A smaller caravan earlier this year headed for the distant Tijuana-San Diego crossing, dissipating as it advanced.
Only a fraction — about 200 of the 1,200 in the group — reached the California border.
The same could well happen this time around as some turn back, splinter off on their own or decide to take their chances on asylum in Mexico — as 1,128 have done so far, according to the country’s Interior Department.
Adrian Edwards, a spokesman for the U.N. High Commissioner for Refugees, said Tuesday in Geneva that “in any situation like this it is essential that people have the chance to request asylum and have their international protection needs properly assessed, before any decision on return (or) deportation is made.”
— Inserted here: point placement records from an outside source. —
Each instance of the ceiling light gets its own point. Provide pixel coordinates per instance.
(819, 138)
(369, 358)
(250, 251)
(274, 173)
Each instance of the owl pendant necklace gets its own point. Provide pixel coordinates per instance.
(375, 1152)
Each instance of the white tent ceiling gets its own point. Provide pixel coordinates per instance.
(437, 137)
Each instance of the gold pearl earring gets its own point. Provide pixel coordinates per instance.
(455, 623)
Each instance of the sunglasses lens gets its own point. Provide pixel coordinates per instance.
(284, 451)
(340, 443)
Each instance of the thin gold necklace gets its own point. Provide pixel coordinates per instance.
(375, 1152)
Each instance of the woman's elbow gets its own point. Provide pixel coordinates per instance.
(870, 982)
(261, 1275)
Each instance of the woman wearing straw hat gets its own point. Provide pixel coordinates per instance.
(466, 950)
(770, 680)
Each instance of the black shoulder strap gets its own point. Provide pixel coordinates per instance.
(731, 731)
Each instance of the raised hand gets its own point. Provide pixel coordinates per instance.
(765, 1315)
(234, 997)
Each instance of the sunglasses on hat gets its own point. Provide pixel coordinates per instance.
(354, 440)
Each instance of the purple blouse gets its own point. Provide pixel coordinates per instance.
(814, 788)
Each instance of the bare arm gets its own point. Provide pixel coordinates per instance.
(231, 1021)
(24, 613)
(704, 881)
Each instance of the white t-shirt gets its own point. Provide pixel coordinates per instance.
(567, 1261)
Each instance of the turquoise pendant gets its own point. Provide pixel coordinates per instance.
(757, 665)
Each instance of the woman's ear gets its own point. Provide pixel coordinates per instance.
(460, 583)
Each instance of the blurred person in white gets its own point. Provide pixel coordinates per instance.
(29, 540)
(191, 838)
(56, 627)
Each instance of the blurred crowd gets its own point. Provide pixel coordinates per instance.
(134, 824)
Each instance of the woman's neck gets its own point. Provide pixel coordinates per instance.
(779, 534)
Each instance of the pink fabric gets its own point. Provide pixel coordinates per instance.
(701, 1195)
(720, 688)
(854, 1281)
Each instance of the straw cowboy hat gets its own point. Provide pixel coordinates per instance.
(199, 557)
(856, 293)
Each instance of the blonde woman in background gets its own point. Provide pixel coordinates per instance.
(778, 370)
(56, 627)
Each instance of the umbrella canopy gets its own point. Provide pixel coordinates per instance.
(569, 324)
While such caravans have occurred semi-regularly over the years, this one has become a hot topic ahead of the Nov. 6 midterm elections in the U.S., and an immigrant rights activist traveling with the group accused Trump of using it to stir up his Republican base.
“It is a shame that a president so powerful uses this caravan for political ends,” Mujica said.
By all appearances the march began as a group of about 160 who decided to band together in Honduras for protection against the criminal gangs who prey on migrants travelling alone and snowballed as the group moved north.
On Monday, Trump blamed Guatemala, Honduras and El Salvador for not stopping people from leaving their countries. “We will now begin cutting off, or substantially reducing, the massive foreign aid routinely given to them,” he wrote.
A team of AP journalists traveling with the caravan for more than a week has spoken with Hondurans, Guatemalans and Salvadorans, but has not met any Middle Easterners, who Trump suggested were “mixed in” with the Central American migrants.
In interviews along the journey, migrants have said they are fleeing violence, poverty and corruption.
Jimenez Flores, a truck driver, said he couldn’t return to Honduras because a gang attacked his brother and threatened him with death because he called police about four months ago.
“I spent four months hidden. I couldn’t even go into the street. I can’t go back,” he said.